Several scientists as well as the general public used this study as proof that non-celiac gluten sensitivity does not exist. The explanation for those who experience NCGS was that they were under a “placebo effect: some people may feel better on a gluten-free diet simply because they expect to” due to forces like the media (Cameron, 2016). However, as convincing as the study seems, the Australian study did not directly prove that NCGS do not exist, rather, they just provided an explanation for the symptoms of a small group of individuals. In order to extend upon this research, several scientists have continued to test for the presence of gluten sensitivity, and contrary to popular belief, several have found concrete evidence that NCGS sufferers are indeed suffering due to the presence of gluten, not secondary components like FODMAPs. For example, a new randomized double blind trial in 2016, completed in Iran, recently designed a study testing the gluten sensitivity of people with NCGS to determine if the benefits of their gluten free diets were due to other reasons besides gluten (Shahbazkhani et al, 2016). The results had proven that 84% of participants had severe reactions that were specific to gluten alone, completely contradicting the Australian study and leaving several questions unanswered. For example, what is the prevalence of those with this type of gluten sensitivity? Recent findings prove that it may be much greater than what is generally believed by the public, as many forms of non-celiac gluten sensitivity are starting to appear in the form of non-intestinal symptoms (Kresser, 2015).

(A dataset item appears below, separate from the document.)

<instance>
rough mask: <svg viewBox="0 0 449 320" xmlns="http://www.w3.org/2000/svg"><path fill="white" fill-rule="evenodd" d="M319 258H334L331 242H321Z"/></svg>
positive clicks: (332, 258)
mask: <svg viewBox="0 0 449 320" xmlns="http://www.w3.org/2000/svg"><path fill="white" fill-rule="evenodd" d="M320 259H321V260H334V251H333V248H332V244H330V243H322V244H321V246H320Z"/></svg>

With the prevalence of non-celiac gluten sensitivity rising, the popularity of gluten free diets has sky rocketed in the past 10 years (Emine, 2017). Because of the negativity associated with gluten in those suffering from celiac disease and NCGS, many companies and bloggers have taken advantage of the situation and began to promote gluten free products to the general public. This 9-billion-dollar market produces advertisements in the media that contain statements about losing weight and greater energy levels. According to The Guardian, "the health halo surrounding the gluten-free category continues to drive general consumer interest" even though most report not completely understanding what is in their gluten-free foods (Emine, 2017). After a thorough analysis of hundreds of gluten free products, it is clear that eating gluten free foods has no apparent health benefits for those that are not suffering from celiac disease or NCGS.

In fact, in most cases, gluten free products are less healthy than their gluten containing counterparts. Because gluten is a key element in the texture and taste of many foods, several companies add preservatives, sugars, and excess fats to their gluten-free products so that the foods remain palatable to the public (Kremer, 2015). To put this into perspective, a normal cookie contains around 70-100 calories, but a gluten-free cookie can contain as much as 290 calories due to excess sugar and fat (Kremer, 2015).

To conclude, it is clear that celiac disease and non-celiac gluten sensitivity are debilitating diseases that require important lifestyle changes. Because there are not any physical signals visible in NCGS, there is a general lack of support among the scientific community for this disease. However, NCGS remains on the rise with millions of people without celiac disease or NCGS adopting a gluten-free diet for the perceived health benefits promoted by the media and food companies. The accessibility of gluten free foods makes life easier for those suffering from celiac disease, but in general, society does not need to worry about gluten containing products. So remember, keep calm and eat some bread.